- Born: Philadelphia
- Education: Emory University, London School of Economics
- Occupation: Journalist
- Years active: 2001–present
- Employer: The New York Times

= Alan Rappeport =

American journalist

Alan Rappeport is an American journalist. He is currently an economic policy reporter at The New York Times, based in Washington.

== Education ==
Rappeport was born in Philadelphia. He received a B.A. in Journalism and Philosophy from Emory University in 2001, completed a MS in journalism at Columbia University in 2002 and a MSc in Economic History at the London School of Economics.

== Career ==
Rappeport started as an intern for CNN in 2001 before becoming a staff writer at The Press of Atlantic City in 2002 following the completion of his MS in journalism at Columbia. He remained at The Press until 2004 but relocated to London when he was named the Marjorie Deane fellow at The Economist in 2006.

While in London, Rappeport Wrote for the Finance and Economics section for The Economist and then worked at CFO.com, The Economist Group's corporate finance magazine, based in Boston.
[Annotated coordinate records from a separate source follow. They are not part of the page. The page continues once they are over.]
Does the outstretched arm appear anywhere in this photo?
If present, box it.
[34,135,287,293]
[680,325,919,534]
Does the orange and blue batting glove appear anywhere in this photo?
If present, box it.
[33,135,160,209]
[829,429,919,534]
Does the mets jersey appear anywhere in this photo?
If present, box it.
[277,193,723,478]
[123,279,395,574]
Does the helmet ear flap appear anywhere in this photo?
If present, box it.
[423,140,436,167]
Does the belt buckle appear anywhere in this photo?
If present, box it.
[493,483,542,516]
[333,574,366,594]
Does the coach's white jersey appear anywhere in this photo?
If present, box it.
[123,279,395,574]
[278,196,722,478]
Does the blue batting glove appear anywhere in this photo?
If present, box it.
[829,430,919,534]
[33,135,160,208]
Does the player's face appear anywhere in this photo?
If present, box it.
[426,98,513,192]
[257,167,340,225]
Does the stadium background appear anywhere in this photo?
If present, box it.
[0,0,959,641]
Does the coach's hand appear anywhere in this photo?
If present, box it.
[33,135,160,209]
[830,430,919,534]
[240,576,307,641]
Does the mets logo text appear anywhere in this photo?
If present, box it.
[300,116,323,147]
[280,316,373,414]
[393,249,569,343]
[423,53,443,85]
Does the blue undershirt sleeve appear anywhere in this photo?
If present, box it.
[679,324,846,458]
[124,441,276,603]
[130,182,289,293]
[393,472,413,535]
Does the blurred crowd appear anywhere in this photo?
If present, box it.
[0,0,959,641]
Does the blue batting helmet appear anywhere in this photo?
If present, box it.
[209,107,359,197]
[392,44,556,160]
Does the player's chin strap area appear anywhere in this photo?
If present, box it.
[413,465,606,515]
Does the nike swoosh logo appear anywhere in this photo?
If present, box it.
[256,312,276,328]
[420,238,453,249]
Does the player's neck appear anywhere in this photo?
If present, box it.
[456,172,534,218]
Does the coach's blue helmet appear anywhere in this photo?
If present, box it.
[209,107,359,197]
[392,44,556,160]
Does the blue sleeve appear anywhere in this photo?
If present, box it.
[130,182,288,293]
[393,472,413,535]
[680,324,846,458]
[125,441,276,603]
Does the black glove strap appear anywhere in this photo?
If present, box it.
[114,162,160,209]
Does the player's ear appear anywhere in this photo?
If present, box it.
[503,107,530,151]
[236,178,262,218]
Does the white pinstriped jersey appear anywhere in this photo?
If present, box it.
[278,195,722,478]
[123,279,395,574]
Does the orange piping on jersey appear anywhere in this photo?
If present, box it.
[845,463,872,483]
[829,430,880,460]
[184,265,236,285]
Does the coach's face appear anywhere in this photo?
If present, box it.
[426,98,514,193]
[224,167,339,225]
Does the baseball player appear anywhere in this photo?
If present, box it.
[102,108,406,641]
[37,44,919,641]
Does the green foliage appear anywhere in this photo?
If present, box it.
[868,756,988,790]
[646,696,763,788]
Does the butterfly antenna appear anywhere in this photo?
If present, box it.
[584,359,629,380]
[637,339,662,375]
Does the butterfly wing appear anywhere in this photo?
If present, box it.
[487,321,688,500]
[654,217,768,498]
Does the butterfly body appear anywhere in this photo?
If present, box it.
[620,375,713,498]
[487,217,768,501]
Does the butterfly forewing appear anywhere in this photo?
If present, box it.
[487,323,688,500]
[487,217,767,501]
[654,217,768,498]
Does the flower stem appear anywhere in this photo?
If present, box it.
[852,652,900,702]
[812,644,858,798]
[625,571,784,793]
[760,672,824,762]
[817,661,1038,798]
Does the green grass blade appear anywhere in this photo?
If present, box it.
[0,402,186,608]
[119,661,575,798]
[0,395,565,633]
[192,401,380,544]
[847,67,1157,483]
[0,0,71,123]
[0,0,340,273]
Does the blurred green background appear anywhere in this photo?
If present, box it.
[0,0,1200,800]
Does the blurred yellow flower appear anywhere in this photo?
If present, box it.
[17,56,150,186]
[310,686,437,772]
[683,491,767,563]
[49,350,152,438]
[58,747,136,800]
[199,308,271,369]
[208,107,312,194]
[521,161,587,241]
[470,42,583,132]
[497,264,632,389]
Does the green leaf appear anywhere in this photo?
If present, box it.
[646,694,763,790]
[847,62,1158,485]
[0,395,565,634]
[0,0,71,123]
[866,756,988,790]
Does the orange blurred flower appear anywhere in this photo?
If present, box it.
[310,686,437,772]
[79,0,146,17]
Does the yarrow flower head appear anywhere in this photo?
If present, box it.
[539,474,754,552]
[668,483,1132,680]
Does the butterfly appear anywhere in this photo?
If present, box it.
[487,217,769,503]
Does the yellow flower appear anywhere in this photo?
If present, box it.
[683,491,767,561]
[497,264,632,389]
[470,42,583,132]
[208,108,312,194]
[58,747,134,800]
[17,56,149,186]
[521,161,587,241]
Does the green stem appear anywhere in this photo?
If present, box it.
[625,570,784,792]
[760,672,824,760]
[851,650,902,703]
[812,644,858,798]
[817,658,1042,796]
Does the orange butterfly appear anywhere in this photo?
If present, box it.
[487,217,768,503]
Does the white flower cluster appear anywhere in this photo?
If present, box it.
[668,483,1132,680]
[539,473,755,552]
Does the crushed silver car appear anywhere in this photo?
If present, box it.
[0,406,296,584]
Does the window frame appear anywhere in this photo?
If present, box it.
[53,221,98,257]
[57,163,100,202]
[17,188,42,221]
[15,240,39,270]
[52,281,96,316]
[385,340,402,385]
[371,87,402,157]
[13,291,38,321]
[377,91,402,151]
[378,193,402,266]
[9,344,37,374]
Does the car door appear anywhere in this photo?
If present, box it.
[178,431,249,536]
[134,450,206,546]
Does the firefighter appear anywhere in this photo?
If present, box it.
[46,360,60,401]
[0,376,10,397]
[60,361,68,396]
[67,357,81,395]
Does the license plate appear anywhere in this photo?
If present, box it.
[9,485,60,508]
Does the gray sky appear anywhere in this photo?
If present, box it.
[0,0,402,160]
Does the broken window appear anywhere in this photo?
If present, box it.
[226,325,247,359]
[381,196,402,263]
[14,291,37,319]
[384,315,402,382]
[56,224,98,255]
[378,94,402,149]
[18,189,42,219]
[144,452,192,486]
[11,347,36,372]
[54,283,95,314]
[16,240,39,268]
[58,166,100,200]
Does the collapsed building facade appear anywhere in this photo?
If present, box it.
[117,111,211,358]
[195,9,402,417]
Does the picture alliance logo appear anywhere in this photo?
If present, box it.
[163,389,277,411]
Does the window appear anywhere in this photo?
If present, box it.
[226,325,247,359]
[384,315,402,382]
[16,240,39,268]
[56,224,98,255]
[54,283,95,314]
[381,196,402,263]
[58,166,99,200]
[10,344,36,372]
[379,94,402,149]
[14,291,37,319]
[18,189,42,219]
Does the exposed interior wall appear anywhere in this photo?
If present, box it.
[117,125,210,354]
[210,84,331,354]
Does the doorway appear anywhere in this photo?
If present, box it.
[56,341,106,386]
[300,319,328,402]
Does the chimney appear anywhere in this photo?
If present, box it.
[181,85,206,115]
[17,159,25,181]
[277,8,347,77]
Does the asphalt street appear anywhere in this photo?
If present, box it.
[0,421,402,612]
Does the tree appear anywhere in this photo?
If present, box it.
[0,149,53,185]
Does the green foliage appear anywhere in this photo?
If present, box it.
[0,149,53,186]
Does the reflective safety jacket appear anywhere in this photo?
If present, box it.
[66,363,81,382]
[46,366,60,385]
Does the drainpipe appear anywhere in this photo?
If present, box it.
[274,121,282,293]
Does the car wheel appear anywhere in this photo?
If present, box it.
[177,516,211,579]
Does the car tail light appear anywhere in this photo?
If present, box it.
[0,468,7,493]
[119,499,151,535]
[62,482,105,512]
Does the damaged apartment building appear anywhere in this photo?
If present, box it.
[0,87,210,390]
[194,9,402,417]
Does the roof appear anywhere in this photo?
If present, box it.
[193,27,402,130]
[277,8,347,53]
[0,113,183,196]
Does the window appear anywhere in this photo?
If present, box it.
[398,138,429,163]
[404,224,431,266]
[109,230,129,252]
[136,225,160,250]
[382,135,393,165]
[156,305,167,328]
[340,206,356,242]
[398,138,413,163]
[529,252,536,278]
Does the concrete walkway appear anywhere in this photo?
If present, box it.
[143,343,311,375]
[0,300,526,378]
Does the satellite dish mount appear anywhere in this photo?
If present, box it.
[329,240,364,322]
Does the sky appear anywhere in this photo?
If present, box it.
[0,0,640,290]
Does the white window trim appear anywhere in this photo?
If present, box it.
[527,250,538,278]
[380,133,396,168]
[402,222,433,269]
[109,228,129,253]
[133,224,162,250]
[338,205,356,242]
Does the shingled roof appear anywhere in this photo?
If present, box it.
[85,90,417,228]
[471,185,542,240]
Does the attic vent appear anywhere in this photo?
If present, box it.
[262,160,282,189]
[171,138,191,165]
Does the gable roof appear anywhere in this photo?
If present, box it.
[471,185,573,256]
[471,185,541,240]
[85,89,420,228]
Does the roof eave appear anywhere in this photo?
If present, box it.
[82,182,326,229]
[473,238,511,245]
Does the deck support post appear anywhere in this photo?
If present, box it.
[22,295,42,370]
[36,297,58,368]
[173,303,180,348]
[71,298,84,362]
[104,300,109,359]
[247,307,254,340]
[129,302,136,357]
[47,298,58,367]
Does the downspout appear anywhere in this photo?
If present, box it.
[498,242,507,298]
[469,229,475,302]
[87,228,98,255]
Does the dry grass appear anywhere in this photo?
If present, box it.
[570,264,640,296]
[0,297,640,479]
Rappeport moved to the Financial Times as a reporter in New York in 2008, covering economics and general assignment stories, until he was appointed US consumer correspondent in 2011. He then became a reporter for the paper's "FastFT' news service.

He joined The New York Times as a politics reporter in 2014, based out of the Washington bureau, and covered the 2016 presidential campaign. In 2017, Rappeport became an economic policy reporter, covering the Treasury Department, taxes and trade. He has made several appearances on MSNBC and C-SPAN as an economics analyst.